Category Life Insurance

Finance minister confirms four month relief period for living annuitants

17 June 2020 Gareth Stokes

Two concisely worded pages published under Government Notice (GN) 290, 1 June 2020, were all it took to introduce some flexibility to South Africa’s living annuity regulation. Finance Minister Tito Mboweni issued the notice to allow living annuitants to make considered changes to their drawdown rates, in response to the wild financial market fluctuations consequent the coronavirus pandemic.

FAnews shared some information about the then-proposed changes in our newsletter, dated 5 May and titled: ‘An opportunity to engage with clients’. In today’s newsletter we revisit the topic to share the final regulatory position alongside some thoughts on how your clients might respond to the news. 

Drawdown regulations pre-crisis

Let us begin with some regulatory ‘speak’. GN 290 deals with the method or formula for purposes of determination of amounts per paragraph (b) of the definition of living annuities, in turn contained in section 1(1) of the Income Tax Act (ITA). This section of the regulation stipulates that a living annuitant must, once per year, and only on their contract anniversary date, set the percentage of capital that they intend drawing from their living annuity as regular income in the coming year. The regular income, which can be withdrawn on an annual, biannual, quarterly, or monthly basis, was previously limited to a minimum of 2,5% and a maximum of 17,5% of the annuity capital. 

The relaxation granted by Treasury allows living annuitants to make a change to their living annuity drawdown during the four-month period 1 June to 30 September 2020, regardless of when their contract anniversary date is. The percentage of retirement capital that can be withdrawn was also temporarily widened to between 0,5% and 20,0%. Treasury did not, however, entertain the Financial Planning Institute of Southern Africa’s request that the 0,5% minimum be made permanent. The other change announced via GN 290 was to increase the “de minimus” amount, below which the capital in a living annuity can be taken out as a lump sum, from R50 000 R125 000. This change will remain in force following the relief period. 
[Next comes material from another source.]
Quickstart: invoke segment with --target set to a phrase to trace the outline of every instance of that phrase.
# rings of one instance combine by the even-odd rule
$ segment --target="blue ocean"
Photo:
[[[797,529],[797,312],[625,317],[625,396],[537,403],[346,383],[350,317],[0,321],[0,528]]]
From 1 October 2020 the living annuity drawdown rate will revert to between 2,5% and 17,5%. For living annuitants with anniversary dates outside the relief period, this means a reset of their personal drawdown rate to that in force at their previous anniversary date. Those who enter new living annuities during the four-month relief period, and those whose anniversary date falls during the period, will have to stipulate a second, compliant withdrawal rate to take effect when the relief period ends. Annuitants who select annual income payments during the relief period will not be required to change their drawdown from 1 October. 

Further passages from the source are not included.